A full-scale industrial test is being conducted on A330 aircraft, and Airbus is working on implementation on other programs.

US Coast Guard awards UAS contract to Insitu

© Ivan Cholakov |

Insitu will provide small unmanned aircraft systems (sUAS) services via ScanEagle aboard one U.S. Coast Guard national security cutter. The Coast Guard procured the services through a pre-existing multiple award contract executed by Naval Air Systems Command. The initial $4.5 million task order includes operation, integration, maintenance, and spares for a contractor-owned sUAS for one year. The task order has a total potential value of $12.3 million that includes options for up to three additional years. The Coast Guard will have full ownership of the surveillance data obtained.
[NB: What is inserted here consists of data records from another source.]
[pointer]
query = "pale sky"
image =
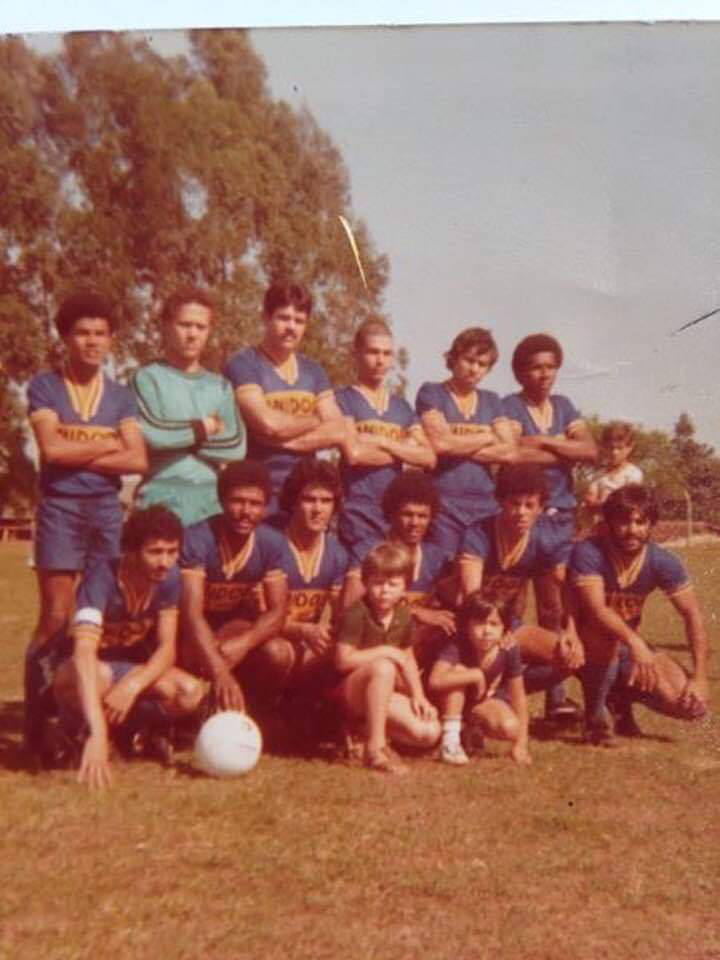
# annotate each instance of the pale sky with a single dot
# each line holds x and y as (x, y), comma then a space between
(525, 178)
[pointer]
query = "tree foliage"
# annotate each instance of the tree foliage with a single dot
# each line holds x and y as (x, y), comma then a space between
(136, 173)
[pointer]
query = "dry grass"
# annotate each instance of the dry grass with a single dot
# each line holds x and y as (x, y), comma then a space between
(589, 853)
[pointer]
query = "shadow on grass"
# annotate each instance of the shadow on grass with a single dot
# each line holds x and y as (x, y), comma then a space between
(11, 724)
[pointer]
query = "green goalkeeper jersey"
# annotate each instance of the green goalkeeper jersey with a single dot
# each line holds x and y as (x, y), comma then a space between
(184, 463)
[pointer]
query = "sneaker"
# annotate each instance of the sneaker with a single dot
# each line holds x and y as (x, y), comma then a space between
(384, 760)
(600, 734)
(454, 754)
(567, 711)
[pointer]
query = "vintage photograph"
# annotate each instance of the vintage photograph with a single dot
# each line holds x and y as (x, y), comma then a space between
(360, 492)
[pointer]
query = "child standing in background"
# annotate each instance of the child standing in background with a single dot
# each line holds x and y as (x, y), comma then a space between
(616, 448)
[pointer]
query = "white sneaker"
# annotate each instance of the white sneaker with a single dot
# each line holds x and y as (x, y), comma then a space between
(454, 754)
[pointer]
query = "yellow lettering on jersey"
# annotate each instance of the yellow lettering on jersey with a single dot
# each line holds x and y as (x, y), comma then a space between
(305, 606)
(126, 633)
(626, 605)
(297, 402)
(377, 428)
(85, 434)
(224, 597)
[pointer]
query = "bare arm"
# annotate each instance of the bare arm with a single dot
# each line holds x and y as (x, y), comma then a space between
(130, 458)
(269, 624)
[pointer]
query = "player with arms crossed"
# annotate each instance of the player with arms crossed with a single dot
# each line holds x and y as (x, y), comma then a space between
(123, 641)
(611, 576)
(501, 555)
(469, 432)
(480, 674)
(229, 633)
(285, 399)
(188, 414)
(375, 653)
(87, 434)
(389, 436)
(551, 434)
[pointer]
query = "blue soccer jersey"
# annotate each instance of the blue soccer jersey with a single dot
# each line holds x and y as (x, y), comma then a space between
(83, 413)
(233, 580)
(627, 581)
(563, 421)
(306, 384)
(125, 620)
(314, 579)
(507, 567)
(460, 478)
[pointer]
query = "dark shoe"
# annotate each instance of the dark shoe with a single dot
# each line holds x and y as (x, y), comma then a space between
(567, 711)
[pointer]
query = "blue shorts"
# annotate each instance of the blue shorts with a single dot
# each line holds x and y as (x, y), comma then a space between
(73, 533)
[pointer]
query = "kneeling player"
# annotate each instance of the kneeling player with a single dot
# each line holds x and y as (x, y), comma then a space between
(611, 576)
(479, 675)
(234, 598)
(124, 636)
(375, 651)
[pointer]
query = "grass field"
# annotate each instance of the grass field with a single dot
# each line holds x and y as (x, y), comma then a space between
(588, 854)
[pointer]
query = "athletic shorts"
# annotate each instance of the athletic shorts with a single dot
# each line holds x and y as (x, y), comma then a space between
(73, 533)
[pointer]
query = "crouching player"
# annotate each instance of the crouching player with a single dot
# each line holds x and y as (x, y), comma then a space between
(611, 576)
(234, 596)
(375, 652)
(123, 642)
(479, 674)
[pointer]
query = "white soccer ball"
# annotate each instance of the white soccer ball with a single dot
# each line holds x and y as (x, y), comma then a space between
(228, 744)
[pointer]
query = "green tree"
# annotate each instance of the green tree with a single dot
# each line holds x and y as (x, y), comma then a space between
(137, 173)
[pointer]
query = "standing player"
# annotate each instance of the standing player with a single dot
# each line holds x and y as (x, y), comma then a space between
(551, 434)
(124, 642)
(86, 430)
(375, 652)
(188, 414)
(499, 556)
(231, 634)
(611, 576)
(285, 399)
(469, 432)
(389, 436)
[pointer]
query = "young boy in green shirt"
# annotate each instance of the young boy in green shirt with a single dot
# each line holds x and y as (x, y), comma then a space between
(375, 652)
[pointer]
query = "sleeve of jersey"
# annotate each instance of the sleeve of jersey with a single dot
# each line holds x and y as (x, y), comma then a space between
(670, 573)
(585, 563)
(275, 554)
(160, 431)
(571, 416)
(41, 402)
(242, 371)
(230, 443)
(321, 383)
(426, 399)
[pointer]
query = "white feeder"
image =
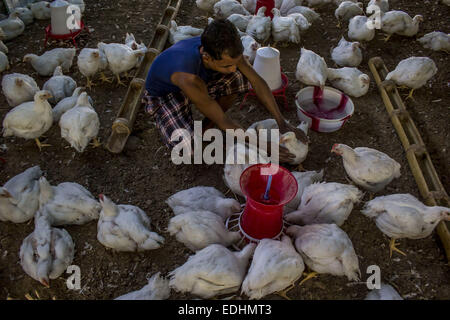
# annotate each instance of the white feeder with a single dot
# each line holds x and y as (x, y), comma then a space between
(59, 17)
(267, 65)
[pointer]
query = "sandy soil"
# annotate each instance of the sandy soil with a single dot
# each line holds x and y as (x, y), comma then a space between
(143, 174)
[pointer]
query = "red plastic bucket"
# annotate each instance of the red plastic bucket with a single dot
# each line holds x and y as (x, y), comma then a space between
(269, 4)
(264, 219)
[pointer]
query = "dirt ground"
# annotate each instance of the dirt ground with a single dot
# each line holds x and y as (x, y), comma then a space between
(143, 174)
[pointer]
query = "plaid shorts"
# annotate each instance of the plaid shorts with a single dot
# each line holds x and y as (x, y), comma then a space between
(173, 111)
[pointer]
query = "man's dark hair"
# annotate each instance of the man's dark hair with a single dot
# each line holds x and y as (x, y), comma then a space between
(221, 36)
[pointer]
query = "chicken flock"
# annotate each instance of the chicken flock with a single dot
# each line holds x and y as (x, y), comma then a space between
(313, 240)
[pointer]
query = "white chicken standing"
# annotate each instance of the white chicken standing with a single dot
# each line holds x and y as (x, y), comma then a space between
(413, 72)
(347, 54)
(404, 216)
(311, 69)
(157, 288)
(212, 271)
(349, 80)
(30, 120)
(260, 26)
(46, 63)
(59, 85)
(275, 266)
(436, 41)
(359, 30)
(203, 199)
(370, 169)
(18, 88)
(67, 203)
(325, 202)
(19, 196)
(80, 124)
(47, 252)
(326, 248)
(198, 229)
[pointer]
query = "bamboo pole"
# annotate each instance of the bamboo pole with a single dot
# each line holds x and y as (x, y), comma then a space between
(427, 179)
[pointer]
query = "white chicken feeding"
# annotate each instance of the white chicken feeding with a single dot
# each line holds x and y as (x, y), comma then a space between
(203, 199)
(80, 124)
(125, 227)
(349, 80)
(157, 288)
(347, 54)
(225, 8)
(19, 196)
(260, 26)
(198, 229)
(413, 73)
(30, 120)
(436, 41)
(67, 203)
(59, 85)
(18, 88)
(325, 202)
(326, 248)
(284, 29)
(404, 216)
(212, 271)
(359, 30)
(47, 252)
(178, 33)
(370, 169)
(275, 266)
(45, 64)
(311, 69)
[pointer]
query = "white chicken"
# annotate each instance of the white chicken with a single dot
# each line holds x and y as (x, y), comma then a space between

PG&E tests UAS to inspect electric, gas infrastructure

Pacific Gas and Electric Co. (PG&E) is testing small unmanned aircraft systems (sUAS) to enhance the safety and reliability of its electric and gas service.

The utility is conducting two separate test programs under Federal Aviation Administration (FAA) authorization to explore the feasibility of using sUAS to monitor electric infrastructure in hard-to-reach areas and to detect methane leaks across its 70,000mi2 service area.

The tests demonstrate that sUAS can fly over terrain that is often inaccessible on foot, and send back imagery showing the condition of electric lines and equipment.

“We see significant possibilities not just for employee and public safety, but for increasing reliability of our service and response time to outages,” says Pat Hogan, senior vice president, Electric Transmission and Distribution, PG&E.

PG&E is working with NASA’s Jet Propulsion Laboratory (JPL) and other partners to test NASA’s Open Path Laser Spectrometer sensor on a sUAS. The miniature methane sensor JPL developed is 1,000x more sensitive than most commercially available technology.